On Feb. 10 the Vermont Senate Finance Committee heard NCSL experts about S.205, a proposed pause on AI‑scale data center construction and related studies. Legislators pressed presenters on energy, water, local grid impacts and the fiscal cost of incentives; no vote was taken.

The Vermont Senate Finance Committee on Feb. 10 heard an informational briefing from the National Conference of State Legislatures on a proposed moratorium, S.205, that would pause construction and operation of large "AI" data centers while states study energy, water and fiscal impacts.

Nicholas Miller, policy associate with NCSL’s fiscal affairs program, told the committee that 37 states now offer dedicated incentives for data centers — most commonly sales and use tax exemptions — and that some states also exempt electricity. "Data centers are essentially big warehouses filled with computers," Miller said, describing why states offer incentives tied to construction jobs, capital investment and sometimes property‑tax base growth. He said large centers can employ as many as 1,500 people during construction but typically settle to about 10–50 full‑time operations jobs.

Jackson Gordon, a senior policy specialist with NCSL’s energy program, emphasized the energy and grid questions that are driving new legislation. "Data centers currently account for a little over 4% of energy consumption in the U.S.," Gordon said, noting projections that the share could more than double by the end of the decade. He outlined recent state responses: creating new customer classes or tariffs for very large loads, requiring large loads to cover the costs of interconnection upgrades, mandatory demand‑management rules for facilities above specified megawatt thresholds (for example, Texas enacted an interconnection/demand‑management rule for loads at or above 75 MW), and programs that incentivize on‑site or distributed generation such as microgrids.

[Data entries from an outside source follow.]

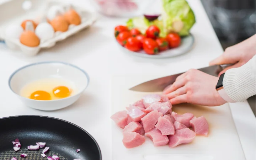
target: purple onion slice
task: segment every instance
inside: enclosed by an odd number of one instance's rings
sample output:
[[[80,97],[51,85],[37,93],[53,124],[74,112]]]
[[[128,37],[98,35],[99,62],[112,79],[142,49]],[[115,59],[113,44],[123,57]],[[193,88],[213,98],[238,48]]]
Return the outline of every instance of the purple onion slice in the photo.
[[[60,160],[59,157],[58,157],[55,155],[54,155],[53,156],[53,158],[54,159],[54,160]]]
[[[48,160],[54,160],[52,157],[50,156],[47,157],[47,159]]]
[[[49,149],[50,148],[49,147],[46,147],[44,148],[44,149],[43,150],[42,153],[46,153],[47,151],[48,151],[49,150]]]
[[[27,156],[27,154],[25,154],[25,153],[22,153],[21,155],[21,157],[22,158],[25,158]]]
[[[21,146],[21,145],[20,144],[18,144],[18,143],[16,143],[16,144],[15,144],[15,146],[16,147],[20,147]]]
[[[37,142],[36,144],[37,145],[42,147],[44,147],[46,144],[46,143],[45,142]]]
[[[39,149],[39,145],[29,145],[28,146],[28,149],[30,150],[37,150]]]
[[[144,17],[149,21],[153,21],[158,18],[158,17],[160,16],[159,14],[155,15],[144,15]]]
[[[14,147],[14,149],[15,151],[18,151],[20,149],[20,147],[16,147],[16,146]]]
[[[16,138],[15,140],[14,140],[14,141],[16,142],[20,143],[20,141],[18,138]]]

Committee members pressed presenters on local impacts and definitions. A senator asked whether Arizona legislation under discussion addressed water needs; Miller answered that water has been part of recent debates along with energy and budgetary costs, and he noted that some states are tying incentives to environmental conditions, such as requiring renewable sourcing. Miller also said at least six states have proposed temporary moratoriums and that some bills pair a pause with mandated studies; his reading of S.205 in its current form would pause activity until 2030.

Presenters offered examples from other states where incentives and energy use have become points of contention — including Virginia, where data centers are a large share of some counties’ property tax base and where incentive costs can reach large sums at scale. Gordon and Miller repeatedly cautioned that states craft definitions (often an energy threshold in megawatts) and conditions carefully so that policy targets the intended large facilities rather than smaller local operations.

The committee received the briefing for information; members said the presentation helped them weigh trade‑offs between economic development and energy, water and fiscal risks. No formal vote or committee action on S.205 occurred during the session.